Demuxalot solves the con: it guesses genotype of each cell by matching reads coming from cell against genotypes. This is called demultiplexing.

Comparisons

Demuxalot shows high reliability, data efficiency and speed. Below is a benchmark on PMBC data with 32 donors from preprint

Screen Shot 2021-06-03 at 6 03 12 PM

[!NOTE] we used demuxalot internally for a number of challenging scenarios with a large biobank and low-depth sequencing, and it shines in these scenarios too. Actually, that's why algorithm was created in the first place.

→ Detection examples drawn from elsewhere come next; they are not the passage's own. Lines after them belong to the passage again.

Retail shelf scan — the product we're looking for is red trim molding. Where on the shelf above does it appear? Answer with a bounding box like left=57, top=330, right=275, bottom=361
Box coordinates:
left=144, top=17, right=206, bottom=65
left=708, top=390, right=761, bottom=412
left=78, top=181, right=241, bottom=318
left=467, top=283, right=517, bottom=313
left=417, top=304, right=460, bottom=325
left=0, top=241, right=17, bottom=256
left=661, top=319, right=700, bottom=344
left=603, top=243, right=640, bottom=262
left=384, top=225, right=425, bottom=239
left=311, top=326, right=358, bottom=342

Known genotypes and refined genotypes: the tale of two scenarios

Typical approach to get genotype-specific mutations are

  • whole-genome sequencing (expensive, very good)
    • you have information about all (ok, >90%) the genotype, and it is unlikely that you need to refine it
    • so you just go straight to demultiplexing
    • demuxlet solves this case
  • Bead arrays (aka SNP arrays aka DNA microarrays) are super cheap and practically more relevant
    • you get information about ~650k most common SNPs, and that's only a small fraction, but you also pay very little
    • this case is covered by demuxalot (this package)
    • Illumina's video about this technology

Why is it worth refining genotypes?

SNP array provides up to ~650k positions in the genome. Around 20-30% of them would be specific for a genotype (i.e. deviate from majority).

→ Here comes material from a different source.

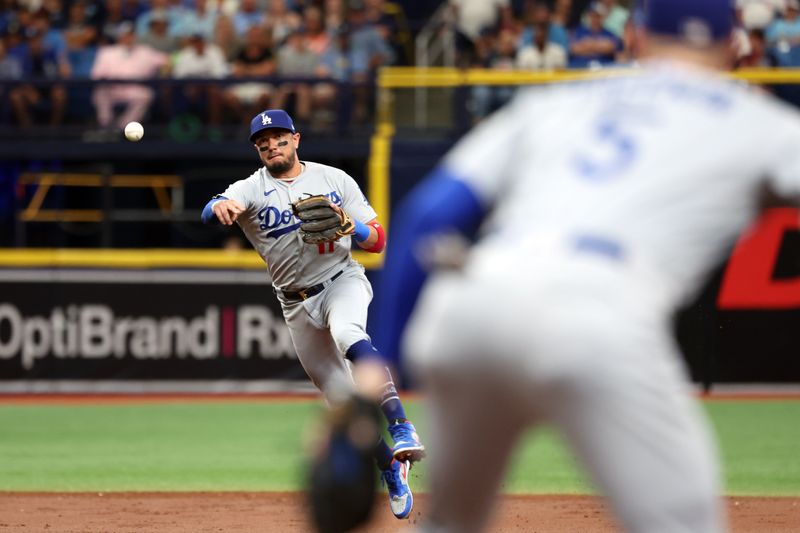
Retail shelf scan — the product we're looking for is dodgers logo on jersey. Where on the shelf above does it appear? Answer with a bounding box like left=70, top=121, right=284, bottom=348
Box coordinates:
left=256, top=189, right=342, bottom=239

Each genotype has around 10 times more SNV (single nucleotide variations) that are not captured by array. Some of these missing SNPs are very valuable for demultiplexing.

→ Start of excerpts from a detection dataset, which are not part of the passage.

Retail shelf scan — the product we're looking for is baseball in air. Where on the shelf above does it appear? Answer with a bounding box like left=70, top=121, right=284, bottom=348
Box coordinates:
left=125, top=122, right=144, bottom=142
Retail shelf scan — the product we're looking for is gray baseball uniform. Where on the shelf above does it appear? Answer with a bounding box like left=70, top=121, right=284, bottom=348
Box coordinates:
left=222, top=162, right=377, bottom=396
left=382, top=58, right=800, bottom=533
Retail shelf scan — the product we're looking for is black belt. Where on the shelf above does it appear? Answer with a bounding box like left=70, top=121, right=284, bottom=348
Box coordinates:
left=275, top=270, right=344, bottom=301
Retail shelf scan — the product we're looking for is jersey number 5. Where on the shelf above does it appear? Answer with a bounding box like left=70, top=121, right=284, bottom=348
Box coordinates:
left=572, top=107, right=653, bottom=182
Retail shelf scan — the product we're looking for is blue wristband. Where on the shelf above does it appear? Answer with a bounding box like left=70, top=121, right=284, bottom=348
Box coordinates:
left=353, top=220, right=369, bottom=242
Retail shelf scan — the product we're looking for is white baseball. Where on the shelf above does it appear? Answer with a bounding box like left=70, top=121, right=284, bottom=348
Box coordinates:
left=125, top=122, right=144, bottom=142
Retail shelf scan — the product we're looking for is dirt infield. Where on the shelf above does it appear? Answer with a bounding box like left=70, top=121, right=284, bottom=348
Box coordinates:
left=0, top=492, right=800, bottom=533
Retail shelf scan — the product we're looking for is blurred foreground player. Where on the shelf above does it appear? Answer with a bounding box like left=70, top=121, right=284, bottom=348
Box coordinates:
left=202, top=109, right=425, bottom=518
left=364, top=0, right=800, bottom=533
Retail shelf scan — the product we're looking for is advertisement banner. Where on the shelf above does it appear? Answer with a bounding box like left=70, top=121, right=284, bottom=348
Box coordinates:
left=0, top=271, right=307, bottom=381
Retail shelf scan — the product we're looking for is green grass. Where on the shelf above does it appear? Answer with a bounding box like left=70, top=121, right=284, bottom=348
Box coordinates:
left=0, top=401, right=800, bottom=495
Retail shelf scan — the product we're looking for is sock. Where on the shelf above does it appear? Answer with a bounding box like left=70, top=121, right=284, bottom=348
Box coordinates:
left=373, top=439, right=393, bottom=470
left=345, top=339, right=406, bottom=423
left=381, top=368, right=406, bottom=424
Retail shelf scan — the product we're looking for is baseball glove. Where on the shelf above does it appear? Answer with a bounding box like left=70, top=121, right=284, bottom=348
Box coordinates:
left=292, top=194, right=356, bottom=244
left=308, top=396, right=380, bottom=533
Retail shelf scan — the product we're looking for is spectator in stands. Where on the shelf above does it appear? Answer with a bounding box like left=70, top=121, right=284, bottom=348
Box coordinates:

What's special power of demuxalot?

  • much better handling of multiple reads coming from the same UMI (i.e. same transcript)
    • demuxalot efficiently combines information from multiple reads with same UMI and cross-checks it
  • default settings are CellRanger-specific (that is - optimized for 10X pipeline). Cellranger's and STAR's flags in BAM break some common conventions, but we can still efficiently use them (by using filtering callbacks)
  • ability to refine genotypes. without failing and diverging
    • Vireo is a tool that was created with similar purposes. But it either diverges or does not learn better genotypes
  • optimized variant calling. It's also faster than demuxlet due to multiprocessing
  • this is not a command-line tool, and not meant to be
    • write python code, this gives full control and flexibility of demultiplexing

Installation

Plain and simple:

pip install demuxalot # Requires python >= 3.8

Here are some common scenarios and how they are implemented in demuxalot. Also visit examples/ folder

Running (simple scenario)

Only using provided genotypes

from demuxalot import Demultiplexer, BarcodeHandler, ProbabilisticGenotypes, count_snps

# Loading genotypes
genotypes = ProbabilisticGenotypes(genotype_names=['Donor1', 'Donor2', 'Donor3'])
genotypes.add_vcf('path/to/genotypes.vcf')

# Loading barcodes
barcode_handler = BarcodeHandler.from_file('path/to/barcodes.csv')

snps = count_snps(
    bamfile_location='path/to/sorted_alignments.bam',
    chromosome2positions=genotypes.get_chromosome2positions(),
    barcode_handler=barcode_handler, 
)

# returns two dataframes with likelihoods and posterior probabilities 
likelihoods, posterior_probabilities = Demultiplexer.predict_posteriors(
    snps,
    genotypes=genotypes,
    barcode_handler=barcode_handler,
)

Running (complex scenario)

Refinement of known genotypes is shown in a notebook, see examples/

Saving/loading genotypes

# You can always export learnt genotypes to be used later
refined_genotypes.save_betas('learnt_genotypes.parquet')
refined_genotypes = ProbabilisticGenotypes(genotype_names= <list which genotypes to load here>)
refined_genotypes.add_prior_betas('learnt_genotypes.parquet')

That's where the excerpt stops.